Who's got the world's largest economy: China or the United State? If you ask Americans, nearly half of them think it's China while only one in five say the United States. If you ask economists--or any other authoritative source on the subject--you know that most Americans are wrong, the U.S. is still number one. These latest polling results come from the Allstate/National Journal Heartland Monitor poll. Here's how pundits are swallowing the news:

  • C'mon People, We're Not That Weak, writes David Harsanyi at Town Hall:

Yes, we're a bit pessimistic these days, but let's not get fatalistic. You don't have to have blind faith in American exceptionalism to know that the U.S. economy, even with the tribulations of the recent years, is still the richest and most productive and innovative power in the world. The private sector isn't collapsing (though we've certainly hit a bump); others just happen to be gaining on us.

  • Here's Why Americans Are So Confused, explains Jamelle Bouie at The American Prospect:

As a rule, people are inclined to see most things as a zero-sum game. Other countries are becoming richer, so by definition, the United States is becoming poorer. Of course, the world isn't zero-sum, at least when it comes to the global economy. China is growing, yes, but not to the detriment of the United States. ... As for why Americans are anxious? Wage stagnation, income inequality, and a terrible recession might have something to do with it.

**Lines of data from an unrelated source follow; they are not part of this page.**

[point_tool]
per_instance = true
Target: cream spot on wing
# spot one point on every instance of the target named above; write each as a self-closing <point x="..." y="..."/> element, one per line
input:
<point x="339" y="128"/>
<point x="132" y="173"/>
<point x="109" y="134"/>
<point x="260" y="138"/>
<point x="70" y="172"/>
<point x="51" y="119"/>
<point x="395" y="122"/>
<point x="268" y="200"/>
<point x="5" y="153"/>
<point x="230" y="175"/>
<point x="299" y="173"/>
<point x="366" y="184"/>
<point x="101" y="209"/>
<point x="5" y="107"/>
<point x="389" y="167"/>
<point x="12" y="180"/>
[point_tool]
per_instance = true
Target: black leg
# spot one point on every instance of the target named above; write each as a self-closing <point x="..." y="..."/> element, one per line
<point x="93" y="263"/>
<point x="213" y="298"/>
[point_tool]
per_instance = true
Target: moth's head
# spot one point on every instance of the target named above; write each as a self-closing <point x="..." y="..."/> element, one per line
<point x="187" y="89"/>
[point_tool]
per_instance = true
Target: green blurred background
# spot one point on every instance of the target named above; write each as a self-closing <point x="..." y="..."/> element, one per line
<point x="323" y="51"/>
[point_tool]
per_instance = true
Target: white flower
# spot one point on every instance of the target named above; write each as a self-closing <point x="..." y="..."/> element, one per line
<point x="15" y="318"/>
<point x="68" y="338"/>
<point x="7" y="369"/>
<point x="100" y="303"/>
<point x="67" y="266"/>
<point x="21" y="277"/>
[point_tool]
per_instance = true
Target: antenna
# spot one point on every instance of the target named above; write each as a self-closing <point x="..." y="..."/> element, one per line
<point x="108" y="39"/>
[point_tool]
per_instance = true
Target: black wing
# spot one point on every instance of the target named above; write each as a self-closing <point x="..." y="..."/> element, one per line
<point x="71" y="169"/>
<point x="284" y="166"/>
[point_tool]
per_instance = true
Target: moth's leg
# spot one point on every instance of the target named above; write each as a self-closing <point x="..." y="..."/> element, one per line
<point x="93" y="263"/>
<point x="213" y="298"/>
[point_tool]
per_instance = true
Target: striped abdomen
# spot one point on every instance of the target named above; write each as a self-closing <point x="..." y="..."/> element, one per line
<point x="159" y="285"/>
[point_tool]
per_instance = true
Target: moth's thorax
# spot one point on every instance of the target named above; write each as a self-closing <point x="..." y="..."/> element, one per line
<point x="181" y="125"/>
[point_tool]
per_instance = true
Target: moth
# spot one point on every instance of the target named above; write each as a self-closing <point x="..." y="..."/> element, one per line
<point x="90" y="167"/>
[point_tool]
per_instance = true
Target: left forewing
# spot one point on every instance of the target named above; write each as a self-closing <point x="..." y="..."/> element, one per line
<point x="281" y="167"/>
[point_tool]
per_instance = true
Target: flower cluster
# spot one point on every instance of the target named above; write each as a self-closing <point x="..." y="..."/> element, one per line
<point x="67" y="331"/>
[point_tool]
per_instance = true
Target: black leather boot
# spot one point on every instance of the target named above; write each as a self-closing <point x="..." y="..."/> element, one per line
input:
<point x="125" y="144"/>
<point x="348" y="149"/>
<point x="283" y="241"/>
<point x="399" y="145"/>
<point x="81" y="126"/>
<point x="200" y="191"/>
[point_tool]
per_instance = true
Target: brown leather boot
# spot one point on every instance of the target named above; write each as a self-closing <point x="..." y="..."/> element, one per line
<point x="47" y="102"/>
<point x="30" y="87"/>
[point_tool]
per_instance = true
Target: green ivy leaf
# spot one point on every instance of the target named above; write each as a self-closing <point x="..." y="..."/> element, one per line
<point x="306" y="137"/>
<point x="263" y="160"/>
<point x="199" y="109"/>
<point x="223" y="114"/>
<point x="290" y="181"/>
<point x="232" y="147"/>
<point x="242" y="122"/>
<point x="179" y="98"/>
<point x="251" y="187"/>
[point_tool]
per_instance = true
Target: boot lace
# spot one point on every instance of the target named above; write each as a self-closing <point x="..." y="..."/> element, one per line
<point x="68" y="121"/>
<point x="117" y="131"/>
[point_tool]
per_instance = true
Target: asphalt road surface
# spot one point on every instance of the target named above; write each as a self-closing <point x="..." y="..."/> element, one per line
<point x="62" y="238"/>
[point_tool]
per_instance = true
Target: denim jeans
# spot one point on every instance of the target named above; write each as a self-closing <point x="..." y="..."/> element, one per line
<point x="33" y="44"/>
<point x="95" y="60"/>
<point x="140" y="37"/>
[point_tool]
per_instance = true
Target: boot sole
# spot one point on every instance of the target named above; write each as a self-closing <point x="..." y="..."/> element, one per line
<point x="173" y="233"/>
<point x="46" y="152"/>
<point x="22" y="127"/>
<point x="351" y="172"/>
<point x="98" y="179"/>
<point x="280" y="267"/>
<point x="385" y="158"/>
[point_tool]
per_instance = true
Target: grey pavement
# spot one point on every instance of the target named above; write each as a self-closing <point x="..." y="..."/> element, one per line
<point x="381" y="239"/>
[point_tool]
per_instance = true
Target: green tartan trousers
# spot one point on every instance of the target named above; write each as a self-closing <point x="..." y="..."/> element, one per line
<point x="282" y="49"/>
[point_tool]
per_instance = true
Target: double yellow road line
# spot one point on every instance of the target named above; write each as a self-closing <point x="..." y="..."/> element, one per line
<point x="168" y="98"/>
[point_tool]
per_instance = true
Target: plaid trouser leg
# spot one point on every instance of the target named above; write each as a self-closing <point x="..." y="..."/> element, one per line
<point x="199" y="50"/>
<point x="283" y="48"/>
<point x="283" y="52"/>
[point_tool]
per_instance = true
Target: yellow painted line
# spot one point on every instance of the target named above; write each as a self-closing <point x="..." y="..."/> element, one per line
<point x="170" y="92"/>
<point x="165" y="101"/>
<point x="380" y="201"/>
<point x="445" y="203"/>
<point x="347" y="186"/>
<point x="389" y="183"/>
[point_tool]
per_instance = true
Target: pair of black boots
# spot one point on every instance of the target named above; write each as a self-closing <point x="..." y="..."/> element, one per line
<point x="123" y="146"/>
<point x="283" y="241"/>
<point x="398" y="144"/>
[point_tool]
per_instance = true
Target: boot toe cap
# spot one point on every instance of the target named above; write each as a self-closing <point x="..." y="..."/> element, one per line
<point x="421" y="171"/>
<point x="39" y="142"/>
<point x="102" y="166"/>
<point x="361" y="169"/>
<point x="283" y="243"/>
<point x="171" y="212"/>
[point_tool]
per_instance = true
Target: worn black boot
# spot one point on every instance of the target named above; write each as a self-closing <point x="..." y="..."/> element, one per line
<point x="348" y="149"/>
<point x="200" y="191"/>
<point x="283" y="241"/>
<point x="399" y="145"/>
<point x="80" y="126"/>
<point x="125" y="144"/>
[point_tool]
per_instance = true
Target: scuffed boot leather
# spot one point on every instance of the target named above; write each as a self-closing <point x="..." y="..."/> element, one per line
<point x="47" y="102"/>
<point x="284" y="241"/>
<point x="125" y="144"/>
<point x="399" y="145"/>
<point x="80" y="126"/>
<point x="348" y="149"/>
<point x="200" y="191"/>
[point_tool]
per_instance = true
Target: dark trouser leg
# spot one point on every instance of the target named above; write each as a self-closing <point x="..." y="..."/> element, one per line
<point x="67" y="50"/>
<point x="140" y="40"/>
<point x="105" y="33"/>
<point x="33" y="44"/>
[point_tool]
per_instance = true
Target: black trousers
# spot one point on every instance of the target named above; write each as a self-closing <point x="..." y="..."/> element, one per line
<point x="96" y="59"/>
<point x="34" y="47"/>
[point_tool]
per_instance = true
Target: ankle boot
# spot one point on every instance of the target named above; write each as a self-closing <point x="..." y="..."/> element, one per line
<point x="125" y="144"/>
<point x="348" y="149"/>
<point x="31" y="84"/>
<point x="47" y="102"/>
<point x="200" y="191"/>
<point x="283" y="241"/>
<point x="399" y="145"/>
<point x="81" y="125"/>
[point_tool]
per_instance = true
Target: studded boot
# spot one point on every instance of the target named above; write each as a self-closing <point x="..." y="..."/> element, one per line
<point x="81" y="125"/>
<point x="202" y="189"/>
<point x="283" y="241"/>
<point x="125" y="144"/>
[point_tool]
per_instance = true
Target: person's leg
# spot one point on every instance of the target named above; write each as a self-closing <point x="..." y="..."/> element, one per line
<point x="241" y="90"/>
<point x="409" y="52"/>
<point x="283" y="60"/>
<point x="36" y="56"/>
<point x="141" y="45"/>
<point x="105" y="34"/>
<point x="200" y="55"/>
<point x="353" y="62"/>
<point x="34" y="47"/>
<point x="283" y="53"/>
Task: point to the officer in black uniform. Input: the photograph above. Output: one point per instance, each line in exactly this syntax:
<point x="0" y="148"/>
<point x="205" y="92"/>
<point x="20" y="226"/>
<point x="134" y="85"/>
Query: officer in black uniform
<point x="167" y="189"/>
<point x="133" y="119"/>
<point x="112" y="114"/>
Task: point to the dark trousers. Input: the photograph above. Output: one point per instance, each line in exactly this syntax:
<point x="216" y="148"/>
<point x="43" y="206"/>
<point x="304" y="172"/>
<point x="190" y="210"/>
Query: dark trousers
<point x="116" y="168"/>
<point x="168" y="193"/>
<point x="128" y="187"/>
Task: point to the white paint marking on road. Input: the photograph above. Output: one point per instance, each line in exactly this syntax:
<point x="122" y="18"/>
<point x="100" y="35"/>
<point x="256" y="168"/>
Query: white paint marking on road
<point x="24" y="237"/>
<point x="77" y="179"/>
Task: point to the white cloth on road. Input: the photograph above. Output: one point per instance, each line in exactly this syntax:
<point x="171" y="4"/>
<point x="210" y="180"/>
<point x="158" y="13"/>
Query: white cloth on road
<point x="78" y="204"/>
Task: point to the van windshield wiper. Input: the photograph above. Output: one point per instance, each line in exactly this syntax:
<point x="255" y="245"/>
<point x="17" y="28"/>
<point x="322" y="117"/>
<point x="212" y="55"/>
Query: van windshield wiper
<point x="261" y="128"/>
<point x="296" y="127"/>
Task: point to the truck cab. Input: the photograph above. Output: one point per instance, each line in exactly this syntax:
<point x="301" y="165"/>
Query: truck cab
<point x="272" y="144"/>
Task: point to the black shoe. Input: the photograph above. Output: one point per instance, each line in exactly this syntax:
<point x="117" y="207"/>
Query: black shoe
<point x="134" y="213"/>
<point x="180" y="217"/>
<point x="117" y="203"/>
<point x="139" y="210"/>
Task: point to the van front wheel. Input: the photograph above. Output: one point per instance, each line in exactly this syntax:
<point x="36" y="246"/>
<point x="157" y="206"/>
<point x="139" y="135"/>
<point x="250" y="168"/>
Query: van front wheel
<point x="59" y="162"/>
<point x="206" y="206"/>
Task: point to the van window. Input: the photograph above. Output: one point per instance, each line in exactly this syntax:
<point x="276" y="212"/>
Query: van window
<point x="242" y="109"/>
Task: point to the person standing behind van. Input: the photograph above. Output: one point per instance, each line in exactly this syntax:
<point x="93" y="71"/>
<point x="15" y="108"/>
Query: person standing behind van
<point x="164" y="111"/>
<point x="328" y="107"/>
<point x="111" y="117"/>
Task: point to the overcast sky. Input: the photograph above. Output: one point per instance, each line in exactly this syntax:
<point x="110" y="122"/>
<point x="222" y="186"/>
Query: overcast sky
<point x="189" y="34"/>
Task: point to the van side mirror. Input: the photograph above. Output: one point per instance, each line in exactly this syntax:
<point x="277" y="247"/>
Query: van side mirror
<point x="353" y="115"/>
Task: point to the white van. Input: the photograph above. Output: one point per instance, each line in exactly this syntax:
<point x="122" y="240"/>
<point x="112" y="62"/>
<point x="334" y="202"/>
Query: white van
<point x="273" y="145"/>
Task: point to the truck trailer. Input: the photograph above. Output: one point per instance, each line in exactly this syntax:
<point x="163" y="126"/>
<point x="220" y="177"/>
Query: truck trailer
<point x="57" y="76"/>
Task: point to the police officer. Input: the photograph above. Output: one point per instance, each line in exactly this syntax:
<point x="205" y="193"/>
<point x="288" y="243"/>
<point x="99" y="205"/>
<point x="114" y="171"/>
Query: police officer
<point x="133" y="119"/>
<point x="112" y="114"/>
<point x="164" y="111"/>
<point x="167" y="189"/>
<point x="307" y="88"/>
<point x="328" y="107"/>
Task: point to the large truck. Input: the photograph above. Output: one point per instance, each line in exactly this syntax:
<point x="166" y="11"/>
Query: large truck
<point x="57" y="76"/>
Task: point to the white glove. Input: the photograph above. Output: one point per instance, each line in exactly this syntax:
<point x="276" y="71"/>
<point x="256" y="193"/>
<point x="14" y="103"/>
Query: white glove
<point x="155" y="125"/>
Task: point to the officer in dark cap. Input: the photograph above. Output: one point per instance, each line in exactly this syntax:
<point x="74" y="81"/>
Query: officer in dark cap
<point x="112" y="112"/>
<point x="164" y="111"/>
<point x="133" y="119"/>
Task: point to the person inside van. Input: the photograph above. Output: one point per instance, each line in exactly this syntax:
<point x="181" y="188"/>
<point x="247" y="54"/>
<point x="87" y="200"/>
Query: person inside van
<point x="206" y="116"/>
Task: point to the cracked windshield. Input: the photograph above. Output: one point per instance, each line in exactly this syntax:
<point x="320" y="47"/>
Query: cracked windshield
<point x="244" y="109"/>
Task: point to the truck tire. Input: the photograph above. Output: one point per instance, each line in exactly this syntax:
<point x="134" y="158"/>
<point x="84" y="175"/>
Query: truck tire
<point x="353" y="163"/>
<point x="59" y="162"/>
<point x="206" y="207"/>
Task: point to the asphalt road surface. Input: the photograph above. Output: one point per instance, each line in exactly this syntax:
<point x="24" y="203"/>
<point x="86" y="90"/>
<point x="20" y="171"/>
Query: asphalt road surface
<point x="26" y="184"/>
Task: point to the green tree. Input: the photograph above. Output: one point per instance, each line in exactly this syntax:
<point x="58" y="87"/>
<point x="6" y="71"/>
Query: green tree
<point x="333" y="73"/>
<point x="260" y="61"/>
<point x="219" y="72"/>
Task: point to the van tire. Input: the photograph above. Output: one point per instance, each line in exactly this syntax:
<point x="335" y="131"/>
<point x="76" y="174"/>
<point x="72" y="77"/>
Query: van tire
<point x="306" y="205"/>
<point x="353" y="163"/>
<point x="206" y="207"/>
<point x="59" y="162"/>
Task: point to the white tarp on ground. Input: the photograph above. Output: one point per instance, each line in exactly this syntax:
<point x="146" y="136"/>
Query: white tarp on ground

  • China's Not First--But They Will Be  "Economic data points out that the U.S. remains the world's economic driver," writes Rick Smith at Local Tech Wire, "but there is no doubt China is growing rapidly and is expected to be No. 1 in the not too distant future. The lackluster recovery from the recession with unemployment closing in on 10 percent in the U.S. certainly supports the poll’s bleak findings."
  • China's Not Even Close, writes Matt Yglesias at Think Progress, if you're looking at per capita GDP:

Note that China is not only poorer than the USA, it's poorer than Ecuador. It’s about half as rich as Uruguay or Belarus. Trinidad has about triple the per capita GDP of China. I think it's probably true that average living standards in America are no longer the highest in the world, but we're being beat by the likes of Norway, Switzerland, and the Netherlands not by China. But who knows? Maybe "stronger" just means "growing really fast" in which case China is, in fact, growing really fast.